Amber’s husband isn’t the only corpse in the house, and they begin to pile up rather quickly. Along the way, we get a series of obvious but still enjoyable references to the board game as most of the weapons—knife, revolver, wrench, candlestick—each show up in the hands of one or the other of the brothers as they each roam the house trying to figure out what’s really going on.
The secret to making any mystery interesting, of course, is to keep us guessing for as long as possible, and Charmelo and Snyder do an admirable job of this throughout. In fact, they set us up before even the episode even begins. In the “Then” flashback, rather than give us the “story so far,” we are instead treated to a quick montage of various creatures that Sam and Dean have fought in the past—everything from ghosts to tuplas. This has the effect of substantially widening the suspect list for us from the very start. What should be our special secret knowledge of the boys’ lives instead cleverly compromises our ability to tell friend from foe.
Then we have our Wodehouse cast of semi-rich (“money-grubbing-leeches,” as Jeeves put it), trivial characters. As in the Jeeves/Bertie universe, the men seem to have no purpose in life while the women spend all their time attempting to procure either husbands or, in this very contemporary version, young lovers (primarily in the form of Sam who spends a good deal of the episode fending off the cougars, much to Dean’s amusement).
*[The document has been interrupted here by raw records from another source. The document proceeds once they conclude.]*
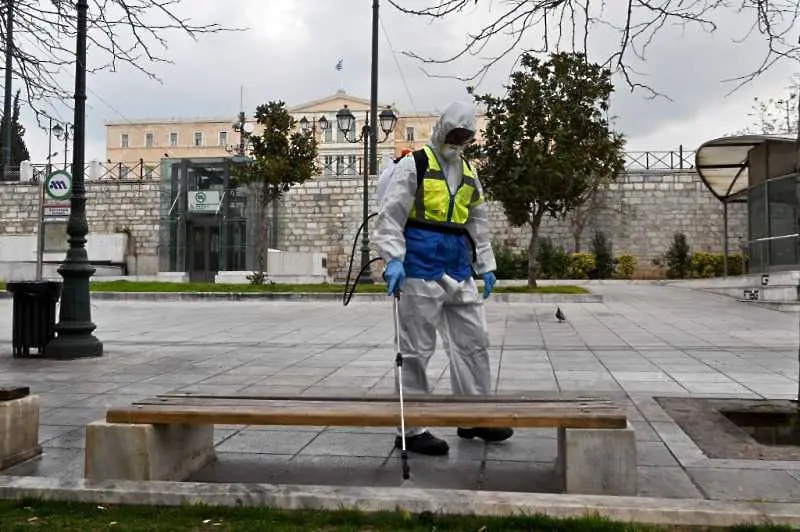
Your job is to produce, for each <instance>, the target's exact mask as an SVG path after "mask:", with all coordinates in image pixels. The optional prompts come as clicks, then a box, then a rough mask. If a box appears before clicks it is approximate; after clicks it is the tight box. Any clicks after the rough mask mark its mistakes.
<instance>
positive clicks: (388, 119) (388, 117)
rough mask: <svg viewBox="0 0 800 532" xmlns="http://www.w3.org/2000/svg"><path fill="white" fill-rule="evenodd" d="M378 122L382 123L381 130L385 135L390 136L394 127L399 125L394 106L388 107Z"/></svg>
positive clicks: (383, 113) (386, 107)
mask: <svg viewBox="0 0 800 532" xmlns="http://www.w3.org/2000/svg"><path fill="white" fill-rule="evenodd" d="M378 120H379V121H380V123H381V129H382V130H383V133H384V134H385V135H387V136H388V135H389V134H390V133H391V132H392V131H394V126H395V124H397V115H396V114H394V111H392V106H387V107H386V109H384V110H383V111H381V114H380V117H379V118H378Z"/></svg>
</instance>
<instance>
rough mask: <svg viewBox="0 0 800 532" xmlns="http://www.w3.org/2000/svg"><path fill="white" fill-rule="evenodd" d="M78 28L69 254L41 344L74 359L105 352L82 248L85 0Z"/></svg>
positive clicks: (83, 203)
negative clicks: (103, 349) (59, 306)
mask: <svg viewBox="0 0 800 532" xmlns="http://www.w3.org/2000/svg"><path fill="white" fill-rule="evenodd" d="M76 7H77V11H78V14H77V24H76V26H77V31H76V37H75V111H74V119H73V120H74V123H75V135H74V138H73V150H72V196H71V197H70V200H69V204H70V211H69V221H68V222H67V235H69V236H68V238H67V242H69V249H67V256H66V257H65V259H64V262H63V263H62V264H61V267H60V268H59V269H58V273H60V274H61V276H62V277H63V278H64V284H63V288H62V296H61V305H60V309H59V322H58V324H57V325H56V332H57V333H58V337H57V338H55V339H53V340H52V341H50V343H48V344H47V346H46V347H45V357H47V358H60V359H73V358H84V357H98V356H103V344H102V343H101V342H100V340H98V339H97V338H96V337H95V336H94V335H93V334H92V332H94V330H95V328H96V327H97V325H95V324H94V323H92V308H91V301H90V294H89V278H90V277H91V276H92V274H93V273H94V272H95V269H94V268H93V267H92V265H91V263H90V262H89V257H88V255H87V253H86V234H87V233H88V232H89V225H88V223H87V221H86V188H85V185H84V166H85V155H86V154H85V153H84V150H85V147H86V35H87V15H86V12H87V11H88V10H89V3H88V2H87V0H78V2H77V6H76Z"/></svg>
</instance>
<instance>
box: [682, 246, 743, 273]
mask: <svg viewBox="0 0 800 532" xmlns="http://www.w3.org/2000/svg"><path fill="white" fill-rule="evenodd" d="M743 269H744V257H743V256H742V255H741V254H739V253H735V254H732V255H728V275H741V274H742V272H743ZM690 274H691V276H692V277H695V278H707V277H721V276H722V275H724V274H725V256H724V255H723V254H722V253H710V252H708V251H697V252H695V253H693V254H692V260H691V262H690Z"/></svg>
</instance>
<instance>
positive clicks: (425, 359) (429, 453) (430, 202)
mask: <svg viewBox="0 0 800 532" xmlns="http://www.w3.org/2000/svg"><path fill="white" fill-rule="evenodd" d="M475 129H476V128H475V116H474V113H473V110H472V108H471V107H469V106H467V105H464V104H460V103H454V104H451V105H450V106H449V107H448V108H447V109H446V110H445V111H444V113H443V114H442V116H441V118H440V119H439V122H438V123H437V124H436V126H434V130H433V134H432V135H431V140H430V142H429V143H428V144H427V145H426V146H425V147H424V148H423V150H418V151H417V152H414V153H413V154H409V155H407V156H406V157H404V158H402V159H401V160H400V161H399V162H398V163H397V165H396V166H395V167H394V169H393V172H392V177H391V180H390V181H389V182H388V184H387V186H386V189H385V192H384V197H383V198H382V201H381V207H380V210H379V213H378V216H377V222H376V225H375V231H374V235H375V236H374V242H375V243H376V244H377V246H378V248H379V250H380V255H381V258H383V260H384V261H385V262H386V268H385V270H384V279H385V280H386V282H387V290H388V292H389V293H390V294H396V293H397V292H399V294H400V297H399V300H398V313H399V321H400V323H399V341H400V351H401V353H402V355H403V391H404V393H415V392H416V393H429V391H430V389H429V385H428V378H427V373H426V370H427V367H428V362H429V361H430V358H431V356H432V355H433V353H434V351H435V349H436V331H437V329H439V331H440V334H441V336H442V339H443V347H444V349H445V351H446V353H447V355H448V358H449V360H450V378H451V386H452V391H453V393H454V394H456V395H483V394H488V393H489V392H490V390H491V384H490V383H491V370H490V366H489V352H488V346H489V333H488V327H487V323H486V316H485V309H484V305H483V299H486V298H488V297H489V296H490V294H491V292H492V289H493V287H494V284H495V282H496V277H495V274H494V270H495V269H496V263H495V258H494V253H493V252H492V246H491V239H490V234H489V220H488V209H487V205H486V203H485V198H484V194H483V190H482V188H481V185H480V182H479V181H478V177H477V175H476V174H475V171H474V170H473V169H472V168H471V166H470V165H469V164H468V163H467V162H466V161H465V160H464V159H463V157H462V153H463V150H464V148H466V147H467V146H468V145H469V144H470V143H472V142H473V141H474V138H475ZM473 270H474V273H475V274H477V275H479V276H481V277H482V279H483V281H484V290H483V294H482V295H481V294H479V293H478V289H477V286H476V284H475V281H474V280H473ZM395 386H397V384H395ZM457 433H458V435H459V436H460V437H462V438H467V439H472V438H475V437H478V438H482V439H483V440H484V441H487V442H498V441H503V440H506V439H508V438H510V437H511V436H512V435H513V433H514V432H513V430H512V429H511V428H482V427H460V428H458V431H457ZM399 434H400V429H399V428H398V436H397V437H396V438H395V446H396V447H400V446H401V438H400V435H399ZM406 449H407V450H408V451H411V452H416V453H420V454H428V455H443V454H447V452H448V451H449V446H448V444H447V442H446V441H444V440H442V439H440V438H437V437H436V436H434V435H433V434H431V432H430V431H429V430H428V429H427V428H425V427H407V428H406Z"/></svg>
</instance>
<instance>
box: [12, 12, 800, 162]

But clearly, none of them are of a moral fiber that would allow you to dismiss them as suspects, even though their threats come off as something from another era: Dash, holding off Sam and Dean with a revolver informs them he won’t miss because he “hunts pheasant.”
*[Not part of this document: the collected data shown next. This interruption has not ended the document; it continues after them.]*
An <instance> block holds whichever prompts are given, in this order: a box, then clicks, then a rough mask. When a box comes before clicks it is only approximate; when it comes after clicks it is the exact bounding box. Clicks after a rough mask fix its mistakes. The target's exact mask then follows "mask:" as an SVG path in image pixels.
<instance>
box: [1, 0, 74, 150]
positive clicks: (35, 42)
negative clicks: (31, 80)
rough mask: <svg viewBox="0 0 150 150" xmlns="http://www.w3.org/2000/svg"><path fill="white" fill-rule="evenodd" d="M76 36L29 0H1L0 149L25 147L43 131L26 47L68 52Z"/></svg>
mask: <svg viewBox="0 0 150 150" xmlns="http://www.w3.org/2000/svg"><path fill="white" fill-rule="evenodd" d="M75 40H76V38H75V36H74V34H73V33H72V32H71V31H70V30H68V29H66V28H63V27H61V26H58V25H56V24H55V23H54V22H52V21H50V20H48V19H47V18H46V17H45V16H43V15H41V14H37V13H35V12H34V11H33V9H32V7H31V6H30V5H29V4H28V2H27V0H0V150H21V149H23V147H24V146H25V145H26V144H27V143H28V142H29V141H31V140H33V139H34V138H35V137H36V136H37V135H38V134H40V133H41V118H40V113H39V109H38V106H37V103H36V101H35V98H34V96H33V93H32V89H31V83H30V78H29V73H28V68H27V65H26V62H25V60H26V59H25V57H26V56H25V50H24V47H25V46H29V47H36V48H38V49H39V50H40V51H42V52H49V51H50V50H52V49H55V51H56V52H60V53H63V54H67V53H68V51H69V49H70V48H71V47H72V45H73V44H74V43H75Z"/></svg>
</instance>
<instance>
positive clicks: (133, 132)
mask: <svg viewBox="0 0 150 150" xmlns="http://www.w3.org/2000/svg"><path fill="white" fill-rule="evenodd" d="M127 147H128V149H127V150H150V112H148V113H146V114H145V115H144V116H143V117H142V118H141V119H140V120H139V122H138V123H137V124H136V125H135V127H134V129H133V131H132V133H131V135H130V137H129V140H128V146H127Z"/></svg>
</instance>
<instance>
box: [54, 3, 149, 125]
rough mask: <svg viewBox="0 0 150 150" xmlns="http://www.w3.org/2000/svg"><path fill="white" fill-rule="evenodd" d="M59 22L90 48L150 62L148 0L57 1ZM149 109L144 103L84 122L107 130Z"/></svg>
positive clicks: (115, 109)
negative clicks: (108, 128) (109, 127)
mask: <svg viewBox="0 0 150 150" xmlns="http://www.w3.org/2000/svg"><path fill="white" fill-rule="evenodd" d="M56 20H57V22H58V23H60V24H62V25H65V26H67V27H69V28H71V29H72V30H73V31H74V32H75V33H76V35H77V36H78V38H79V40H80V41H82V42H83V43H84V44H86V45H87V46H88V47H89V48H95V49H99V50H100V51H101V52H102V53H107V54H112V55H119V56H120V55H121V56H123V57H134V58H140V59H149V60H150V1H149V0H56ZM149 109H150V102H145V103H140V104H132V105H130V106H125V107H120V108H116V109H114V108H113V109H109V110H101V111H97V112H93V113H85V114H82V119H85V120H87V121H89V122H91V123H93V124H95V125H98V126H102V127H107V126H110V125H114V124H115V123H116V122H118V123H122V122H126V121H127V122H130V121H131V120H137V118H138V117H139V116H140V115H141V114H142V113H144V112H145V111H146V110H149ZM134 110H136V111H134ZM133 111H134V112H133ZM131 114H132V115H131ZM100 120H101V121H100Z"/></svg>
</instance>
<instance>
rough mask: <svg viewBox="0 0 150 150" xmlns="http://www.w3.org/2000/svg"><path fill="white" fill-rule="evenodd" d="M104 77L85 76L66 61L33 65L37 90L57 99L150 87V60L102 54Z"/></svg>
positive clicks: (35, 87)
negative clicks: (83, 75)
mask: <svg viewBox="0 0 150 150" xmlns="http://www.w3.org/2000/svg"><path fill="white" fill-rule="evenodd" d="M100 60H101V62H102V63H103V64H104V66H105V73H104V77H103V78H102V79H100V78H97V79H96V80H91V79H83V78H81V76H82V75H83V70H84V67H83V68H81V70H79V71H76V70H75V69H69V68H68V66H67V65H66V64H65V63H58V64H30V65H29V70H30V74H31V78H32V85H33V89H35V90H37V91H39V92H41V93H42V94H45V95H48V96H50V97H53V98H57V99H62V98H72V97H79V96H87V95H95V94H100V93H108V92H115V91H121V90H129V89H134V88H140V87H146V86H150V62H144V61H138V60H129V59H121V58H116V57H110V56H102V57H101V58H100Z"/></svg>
And even when it is finally revealed what kind of supernatural nasty the boys and the LaCroixs are dealing with, the writers succeed not in clearing up the mystery, but making it that much more difficult: there’s a shapeshifter on the loose, which means the murderer not only could be anyone in the house, but could be (and has been) several of them. Much of the rest of the episode is spent, ala Clue, moving from room to room, including a secret attic, in search of the monster.
When the true culprit is unveiled, and the murderer’s rationale is explained, it makes perfect sense and we are left wondering if the shapeshifter’s actions don’t just make him/her the most honest member of this terrible family. I guess tragedy happens even among the ridiculous.
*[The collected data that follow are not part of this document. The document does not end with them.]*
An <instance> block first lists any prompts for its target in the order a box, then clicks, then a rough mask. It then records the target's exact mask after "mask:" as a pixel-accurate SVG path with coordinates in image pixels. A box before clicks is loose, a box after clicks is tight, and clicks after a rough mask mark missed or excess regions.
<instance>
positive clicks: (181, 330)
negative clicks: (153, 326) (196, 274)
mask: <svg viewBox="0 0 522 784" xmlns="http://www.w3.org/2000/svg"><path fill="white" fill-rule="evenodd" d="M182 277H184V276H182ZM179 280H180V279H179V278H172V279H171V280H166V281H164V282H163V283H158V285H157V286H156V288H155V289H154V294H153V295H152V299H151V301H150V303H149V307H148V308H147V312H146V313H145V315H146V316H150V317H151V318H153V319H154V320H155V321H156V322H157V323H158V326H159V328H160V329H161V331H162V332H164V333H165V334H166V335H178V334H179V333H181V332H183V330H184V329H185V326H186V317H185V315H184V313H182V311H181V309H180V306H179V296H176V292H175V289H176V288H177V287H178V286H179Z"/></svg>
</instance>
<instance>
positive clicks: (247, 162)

In fact, the only real complaint I have about the episode is the framing of it. We start with the discovery of the message left for Bobby. The loss of their “surrogate father” from the show was a big blow, so we can hardly be faulted as an audience if we instantly perk up at the mention of his name, hoping that we might learn something really interesting or important about him (possibly even be treated to a flashback return of actor Jim Beaver in the role). Instead, we learn nothing new about Bobby (just getting an affirmation that the gruff old man had a sweet side) and nothing about our larger Supernatural story. It’s hard not to feel disappointed.
And the tiny bit that we do get on that over-arching story actually comes at the end of the episode when Sam questions Dean about his shooting of the shapeshifter—putting far too many bullets into the already dead corpse. While both Sam and we are concerned about this, and about Dean’s possibly demonic status, the conversation comes off as artificial and, in this otherwise well-crafted episode, clunky. Better to have let us see what Dean did and spend this next week in suspense about what it portends than force the issue into an episode where it simply doesn’t fit.
Still, those issues aside, this episode was fun and kept us guessing. It might not have been the return to the larger issues we might have been expecting, but coupled with last week’s even more successful “Fan Fiction,” it was absolute affirmation that the series’ longevity is, unlike many of its storylines, not a freak occurrence. Supernatural continues to deliver.